Existence and non-uniqueness of stationary distributions for distribution dependent SDEs

TL;DR

This paper investigates the existence and non-uniqueness of stationary distributions for distribution dependent SDEs, employing ergodicity, fixed point theorems, and transformations to handle singular coefficients, with concrete examples illustrating non-uniqueness.

Contribution

It provides new results on the existence of stationary distributions and demonstrates non-uniqueness in certain classes of distribution dependent SDEs, including those with singular coefficients.

Findings

Existence of stationary distributions established using ergodicity and Schauder fixed point theorem.

Non-uniqueness of stationary distributions demonstrated for regular coefficient equations.

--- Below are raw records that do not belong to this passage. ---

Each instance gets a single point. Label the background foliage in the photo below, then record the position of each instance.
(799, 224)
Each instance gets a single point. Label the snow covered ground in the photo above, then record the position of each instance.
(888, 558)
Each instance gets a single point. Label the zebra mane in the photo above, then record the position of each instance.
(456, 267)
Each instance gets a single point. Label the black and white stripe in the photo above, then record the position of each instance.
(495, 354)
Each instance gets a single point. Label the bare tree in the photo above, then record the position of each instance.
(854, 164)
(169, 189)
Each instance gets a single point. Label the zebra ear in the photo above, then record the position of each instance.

Concrete examples include McKean-Vlasov equations with quadratic and non-quadratic interactions.

Abstract

The existence of stationary distributions to distribution dependent stochastic differential equations are investigated by using the ergodicity of the associated decoupled equation and the Schauder fixed point theorem. By using Zvonkin's transformation, we also establish the existence result for equations with singular coefficients. Instead of the uniqueness, the non-uniqueness of stationary distributions are considered for equations with regular coefficients. Concrete examples including McKean-Vlasov stochastic equations with the quadratic interaction and the non-quadratic interaction, and equations with a bounded and discontinuous drift are presented to illustrate our non-uniqueness results.